DE PALMA'S FILM A HUGE IMPACT ON IT'S A WONDERFUL AFTERLIFE DIRECTOR
It's A Wonderful Afterlife is said to be a film that puts several genres into a blender with uproarious results. Director Gurinder Chadha talked to The Northern Echo's Steve Pratt about how she came up with the idea to bring the house down at a London-set Indian wedding by bringing in a bit of Brian De Palma's Carrie. Carrie had a "huge impact" on Chadha, according to Pratt, as the first horror film she'd ever seen. Here's how she tells it to Pratt:
The way this movie came together was I was watching a clip on TV, on one of these 100 great family film kind of shows, of Bend It Like Beckham [a hit film Chadha directed in 2002]. They’d selected the wedding scene.
I was watching at home and thinking ‘ah, I loved shooting that scene’. It was so much fun, it’s got all my relatives and friends in it. I thought I’ll never be able to make another film with a wedding scene unless I subvert it. That’s when I had the idea that it would be great to do an Indian wedding scene but turn it into the prom scene from Carrie.
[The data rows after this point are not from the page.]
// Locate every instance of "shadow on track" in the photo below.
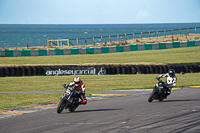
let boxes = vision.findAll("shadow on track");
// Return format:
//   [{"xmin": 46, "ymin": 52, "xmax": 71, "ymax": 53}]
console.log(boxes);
[
  {"xmin": 162, "ymin": 99, "xmax": 200, "ymax": 102},
  {"xmin": 62, "ymin": 109, "xmax": 121, "ymax": 114}
]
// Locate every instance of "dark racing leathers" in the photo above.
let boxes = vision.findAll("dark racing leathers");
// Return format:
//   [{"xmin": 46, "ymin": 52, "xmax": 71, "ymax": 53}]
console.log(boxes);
[
  {"xmin": 157, "ymin": 73, "xmax": 177, "ymax": 95},
  {"xmin": 67, "ymin": 82, "xmax": 87, "ymax": 104}
]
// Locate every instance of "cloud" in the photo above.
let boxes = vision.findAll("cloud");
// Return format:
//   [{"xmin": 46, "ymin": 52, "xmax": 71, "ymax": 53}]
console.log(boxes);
[
  {"xmin": 137, "ymin": 9, "xmax": 149, "ymax": 18},
  {"xmin": 136, "ymin": 9, "xmax": 150, "ymax": 20}
]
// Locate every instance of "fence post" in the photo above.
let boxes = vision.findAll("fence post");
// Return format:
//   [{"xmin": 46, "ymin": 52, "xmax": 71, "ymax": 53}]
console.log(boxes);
[
  {"xmin": 164, "ymin": 30, "xmax": 166, "ymax": 38},
  {"xmin": 57, "ymin": 39, "xmax": 59, "ymax": 46},
  {"xmin": 85, "ymin": 37, "xmax": 87, "ymax": 45},
  {"xmin": 76, "ymin": 38, "xmax": 78, "ymax": 46},
  {"xmin": 67, "ymin": 39, "xmax": 69, "ymax": 46},
  {"xmin": 156, "ymin": 31, "xmax": 158, "ymax": 38},
  {"xmin": 47, "ymin": 39, "xmax": 49, "ymax": 46},
  {"xmin": 92, "ymin": 37, "xmax": 94, "ymax": 45},
  {"xmin": 149, "ymin": 31, "xmax": 151, "ymax": 39},
  {"xmin": 117, "ymin": 35, "xmax": 119, "ymax": 42}
]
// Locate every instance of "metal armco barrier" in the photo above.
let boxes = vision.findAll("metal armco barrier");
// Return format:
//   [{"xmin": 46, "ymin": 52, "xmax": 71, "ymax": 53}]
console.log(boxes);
[{"xmin": 0, "ymin": 62, "xmax": 200, "ymax": 77}]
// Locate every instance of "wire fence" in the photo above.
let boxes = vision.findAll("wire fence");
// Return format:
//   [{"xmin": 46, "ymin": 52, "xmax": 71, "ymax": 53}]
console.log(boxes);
[{"xmin": 47, "ymin": 27, "xmax": 200, "ymax": 46}]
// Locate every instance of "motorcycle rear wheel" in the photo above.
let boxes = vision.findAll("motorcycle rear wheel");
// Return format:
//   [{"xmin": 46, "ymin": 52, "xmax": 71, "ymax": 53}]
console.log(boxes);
[
  {"xmin": 148, "ymin": 91, "xmax": 155, "ymax": 102},
  {"xmin": 57, "ymin": 99, "xmax": 65, "ymax": 113},
  {"xmin": 68, "ymin": 108, "xmax": 76, "ymax": 112},
  {"xmin": 158, "ymin": 97, "xmax": 164, "ymax": 102}
]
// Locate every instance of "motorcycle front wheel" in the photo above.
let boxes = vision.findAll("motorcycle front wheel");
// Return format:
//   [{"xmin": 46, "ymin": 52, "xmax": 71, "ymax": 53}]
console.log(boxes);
[
  {"xmin": 57, "ymin": 99, "xmax": 65, "ymax": 113},
  {"xmin": 148, "ymin": 91, "xmax": 155, "ymax": 102}
]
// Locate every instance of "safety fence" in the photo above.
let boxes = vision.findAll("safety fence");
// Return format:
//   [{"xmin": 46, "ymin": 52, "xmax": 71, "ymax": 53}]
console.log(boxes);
[
  {"xmin": 0, "ymin": 40, "xmax": 200, "ymax": 57},
  {"xmin": 47, "ymin": 27, "xmax": 200, "ymax": 46},
  {"xmin": 0, "ymin": 62, "xmax": 200, "ymax": 77}
]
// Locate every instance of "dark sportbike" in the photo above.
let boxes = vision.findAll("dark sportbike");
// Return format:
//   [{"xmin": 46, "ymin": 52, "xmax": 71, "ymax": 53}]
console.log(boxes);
[
  {"xmin": 148, "ymin": 78, "xmax": 168, "ymax": 102},
  {"xmin": 57, "ymin": 84, "xmax": 80, "ymax": 113}
]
I come up with ideas for films that no one else has made that I’d really love to see, particularly featuring the West London Asian community.
Ghosts on their own are not particularly funny, but Indian women as ghosts are funny to me. The same with the Carrie scene. Doing a Carrie scene on its own is just not funny but Indian women having samosas and curry thrown at them, that is funny.
Taking those moments and putting a cultural spin on them is funny for me. And for the Indian audience it’s like a breath of fresh air to see ourselves in this kind of movie because no one makes movies with Indian ghosts.
Chadha tells Deadline Hollywood's Tim Adler that she next plans to channel the spirit of David Lean for a historical epic about the Indian Partition.